(Let me apologize before you start for the length of this blog entry. If it were a magazine article I’d spend hours more trying to edit it to perhaps half its current length. But this is a blog, and the thing about blogs is that they are usually stream of conscience rather than highly thought through and edited. And when I stream my thoughts, well…)
One of my recent postings brought up a reply that essentially says “touch and gestures is old thinking, I want a speech-based user interface”. Ah, wouldn’t we all? Generalized speech recognition is one of the “Holy Grail”‘s of Computer Science. I can still remember one of my friend’s returning from Carnegie Mellon University for a summer break in the mid-1970s and going on about how generalized speech recognition (he’d been working on Hearsay-II) was right around the corner. 35ish years later and we are still not quite there. I still pick on him about it. A couple of years ago I teased Microsoft’s Chief Research Officer (and former CMU professor), Rick Rashid, about this. Rick correctly pointed out that we have come a long way and that speech recognition is now entering widespread, if more targeted, use. So I’m going to talk about the evolution of computer User Interface, where we seem to be with speech, and why speech may never become the primary mode of computer interaction.
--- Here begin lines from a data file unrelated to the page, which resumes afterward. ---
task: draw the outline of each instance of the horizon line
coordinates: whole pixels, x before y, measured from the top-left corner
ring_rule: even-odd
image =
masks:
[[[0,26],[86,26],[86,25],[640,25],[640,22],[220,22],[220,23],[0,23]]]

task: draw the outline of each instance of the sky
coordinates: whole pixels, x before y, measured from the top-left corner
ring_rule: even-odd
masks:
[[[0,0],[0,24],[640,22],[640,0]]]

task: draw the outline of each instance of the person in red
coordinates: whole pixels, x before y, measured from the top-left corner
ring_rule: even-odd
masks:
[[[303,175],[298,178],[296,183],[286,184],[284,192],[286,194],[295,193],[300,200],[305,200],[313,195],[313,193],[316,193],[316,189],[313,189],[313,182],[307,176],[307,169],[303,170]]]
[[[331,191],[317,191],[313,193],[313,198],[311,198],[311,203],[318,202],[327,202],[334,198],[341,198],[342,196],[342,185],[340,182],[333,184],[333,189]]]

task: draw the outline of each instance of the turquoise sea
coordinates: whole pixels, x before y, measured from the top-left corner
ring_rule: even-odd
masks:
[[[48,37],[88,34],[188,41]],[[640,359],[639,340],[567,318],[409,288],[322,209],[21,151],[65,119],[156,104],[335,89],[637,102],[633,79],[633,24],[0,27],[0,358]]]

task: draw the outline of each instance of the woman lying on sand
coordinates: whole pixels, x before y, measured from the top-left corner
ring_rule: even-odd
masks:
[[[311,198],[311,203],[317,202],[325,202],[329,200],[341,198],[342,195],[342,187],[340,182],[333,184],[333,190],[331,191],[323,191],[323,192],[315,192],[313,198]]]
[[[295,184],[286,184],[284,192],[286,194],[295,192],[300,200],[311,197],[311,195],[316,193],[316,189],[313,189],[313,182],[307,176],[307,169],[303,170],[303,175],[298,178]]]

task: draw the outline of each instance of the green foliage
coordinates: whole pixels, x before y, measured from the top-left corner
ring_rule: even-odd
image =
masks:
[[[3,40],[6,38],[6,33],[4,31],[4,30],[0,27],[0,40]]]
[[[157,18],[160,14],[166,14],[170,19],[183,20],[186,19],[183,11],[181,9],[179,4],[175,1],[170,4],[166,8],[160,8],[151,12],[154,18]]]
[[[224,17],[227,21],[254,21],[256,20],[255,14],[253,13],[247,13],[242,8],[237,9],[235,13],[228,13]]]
When it comes to direct human interaction with computers the way it all started was by taking existing tools and figuring out how to wire them up to the computer. We had typewriters, so by hooking a typewriter to the computer you could input commands and data to it and the computer could print its output. We had oscilloscopes so by hooking one up to the computer we could output more graphical information. We had to create a language you talked to the computer in and those command line (aka command shell) languages became the primary means of interacting with computers in the 1960s, 70s, and 80s. Even today Linux, Windows, MAC OS, etc. all have command line languages and they are often used to perform more esoteric operations on the systems. The nice thing about command line languages is that they are dense and precise. The bad thing is that they are unnatural (requiring wizard-level experts who have trained on and utilized them for years).
These three attributes, density (how much information can be conveyed in a small space), precision (how unambiguous is the information conveyed), and how natural (to the way humans think and work) can be used to evaluate any style of computer interaction. The ideal would be for interactions to be very dense, very precise, and very natural. The reality is that these three attributes work against one another and so all interaction styles are a compromise.
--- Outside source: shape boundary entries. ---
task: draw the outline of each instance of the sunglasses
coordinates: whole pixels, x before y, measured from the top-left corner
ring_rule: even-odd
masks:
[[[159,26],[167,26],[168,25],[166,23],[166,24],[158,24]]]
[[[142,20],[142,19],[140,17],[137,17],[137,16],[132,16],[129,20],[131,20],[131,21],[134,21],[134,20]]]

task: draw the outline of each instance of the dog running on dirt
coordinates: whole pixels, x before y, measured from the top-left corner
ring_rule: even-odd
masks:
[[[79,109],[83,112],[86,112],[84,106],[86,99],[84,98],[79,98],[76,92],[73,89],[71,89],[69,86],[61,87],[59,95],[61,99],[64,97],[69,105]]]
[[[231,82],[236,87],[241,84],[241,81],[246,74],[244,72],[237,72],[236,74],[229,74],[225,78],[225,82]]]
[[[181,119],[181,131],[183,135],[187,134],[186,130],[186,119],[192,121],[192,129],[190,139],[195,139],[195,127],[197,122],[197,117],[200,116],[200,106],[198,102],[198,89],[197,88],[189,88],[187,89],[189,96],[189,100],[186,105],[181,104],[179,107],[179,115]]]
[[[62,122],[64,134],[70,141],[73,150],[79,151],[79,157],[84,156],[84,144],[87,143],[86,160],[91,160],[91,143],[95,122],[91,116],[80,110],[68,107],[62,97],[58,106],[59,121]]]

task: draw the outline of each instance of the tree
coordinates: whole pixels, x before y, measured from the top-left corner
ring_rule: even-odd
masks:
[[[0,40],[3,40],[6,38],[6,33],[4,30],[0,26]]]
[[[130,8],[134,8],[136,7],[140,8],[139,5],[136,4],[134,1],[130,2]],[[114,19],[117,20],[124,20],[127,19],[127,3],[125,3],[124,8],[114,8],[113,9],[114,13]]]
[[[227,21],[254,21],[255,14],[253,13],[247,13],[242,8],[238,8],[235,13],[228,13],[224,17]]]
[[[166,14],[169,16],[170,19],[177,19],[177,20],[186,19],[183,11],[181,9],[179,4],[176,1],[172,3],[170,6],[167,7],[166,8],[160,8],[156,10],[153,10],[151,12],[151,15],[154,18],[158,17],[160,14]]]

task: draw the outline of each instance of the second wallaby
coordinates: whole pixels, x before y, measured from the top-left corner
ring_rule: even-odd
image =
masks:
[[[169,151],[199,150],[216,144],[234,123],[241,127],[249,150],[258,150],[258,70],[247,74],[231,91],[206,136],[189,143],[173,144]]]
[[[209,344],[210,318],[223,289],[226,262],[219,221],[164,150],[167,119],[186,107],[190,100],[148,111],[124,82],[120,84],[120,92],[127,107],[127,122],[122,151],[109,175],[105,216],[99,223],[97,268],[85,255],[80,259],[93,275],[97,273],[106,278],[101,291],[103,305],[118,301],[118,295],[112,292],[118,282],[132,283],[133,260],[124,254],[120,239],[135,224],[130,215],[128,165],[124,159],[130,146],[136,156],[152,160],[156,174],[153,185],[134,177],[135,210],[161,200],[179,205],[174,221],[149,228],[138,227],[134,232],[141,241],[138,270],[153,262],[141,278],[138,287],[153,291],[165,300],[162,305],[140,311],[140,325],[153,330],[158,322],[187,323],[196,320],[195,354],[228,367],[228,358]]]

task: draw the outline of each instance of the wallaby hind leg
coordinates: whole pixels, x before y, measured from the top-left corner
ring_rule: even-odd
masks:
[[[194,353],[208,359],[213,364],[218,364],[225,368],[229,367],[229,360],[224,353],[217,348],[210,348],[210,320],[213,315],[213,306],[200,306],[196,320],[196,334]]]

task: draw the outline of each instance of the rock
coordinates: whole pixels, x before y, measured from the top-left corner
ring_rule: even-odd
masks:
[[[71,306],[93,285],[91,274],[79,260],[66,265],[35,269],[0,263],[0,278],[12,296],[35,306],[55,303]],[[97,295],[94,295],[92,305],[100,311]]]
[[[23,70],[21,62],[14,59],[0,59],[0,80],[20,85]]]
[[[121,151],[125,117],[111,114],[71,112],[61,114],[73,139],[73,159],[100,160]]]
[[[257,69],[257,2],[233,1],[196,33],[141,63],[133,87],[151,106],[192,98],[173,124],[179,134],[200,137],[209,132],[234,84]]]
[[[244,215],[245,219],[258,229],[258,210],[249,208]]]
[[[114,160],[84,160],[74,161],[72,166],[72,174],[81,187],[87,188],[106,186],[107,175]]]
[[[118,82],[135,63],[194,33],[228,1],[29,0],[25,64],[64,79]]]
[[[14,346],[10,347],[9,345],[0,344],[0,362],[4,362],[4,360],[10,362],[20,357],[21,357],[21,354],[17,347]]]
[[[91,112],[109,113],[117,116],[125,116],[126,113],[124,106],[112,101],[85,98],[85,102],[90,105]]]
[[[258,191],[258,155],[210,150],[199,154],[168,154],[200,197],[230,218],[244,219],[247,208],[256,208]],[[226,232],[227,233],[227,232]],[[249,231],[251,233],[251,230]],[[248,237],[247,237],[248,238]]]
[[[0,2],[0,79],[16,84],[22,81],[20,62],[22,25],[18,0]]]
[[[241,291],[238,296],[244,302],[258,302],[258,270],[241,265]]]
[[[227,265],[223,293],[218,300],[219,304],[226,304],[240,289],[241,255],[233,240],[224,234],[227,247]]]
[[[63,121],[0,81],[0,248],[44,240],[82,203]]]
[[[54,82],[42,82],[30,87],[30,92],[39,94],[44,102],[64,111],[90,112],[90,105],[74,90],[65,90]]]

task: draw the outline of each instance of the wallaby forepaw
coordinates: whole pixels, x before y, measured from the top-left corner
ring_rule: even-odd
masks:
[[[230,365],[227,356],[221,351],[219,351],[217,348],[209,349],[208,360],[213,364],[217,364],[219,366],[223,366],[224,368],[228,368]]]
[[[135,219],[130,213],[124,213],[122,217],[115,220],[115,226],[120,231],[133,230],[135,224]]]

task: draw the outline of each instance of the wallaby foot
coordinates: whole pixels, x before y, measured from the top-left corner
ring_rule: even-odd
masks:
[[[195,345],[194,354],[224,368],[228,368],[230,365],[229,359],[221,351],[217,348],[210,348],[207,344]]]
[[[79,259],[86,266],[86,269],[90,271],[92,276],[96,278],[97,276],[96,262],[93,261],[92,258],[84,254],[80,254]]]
As far back as the 1960s researchers were looking for a more natural style of computer interaction than command lines. And obviously Science Fiction writers were there too. For example in the original Star Trek we see interactive graphic displays, tablet style computers, sensor-based computers (e.g., Tricorder) and computers with full speech recognition. Who can forget Teri Garr’s amazement at seeing a speech controlled typewriter in 1968′s “Assignment: Earth” episode? Yet these were all truly science fiction at the time. Interestingly Star Trek never showed use of a computer mouse, and in the Star Trek Movie “The Voyage Home” when Scotty sees one he has no idea what it is. I find that interesting because the computer mouse was invented in 1963, although most people would never see one until the 1990s.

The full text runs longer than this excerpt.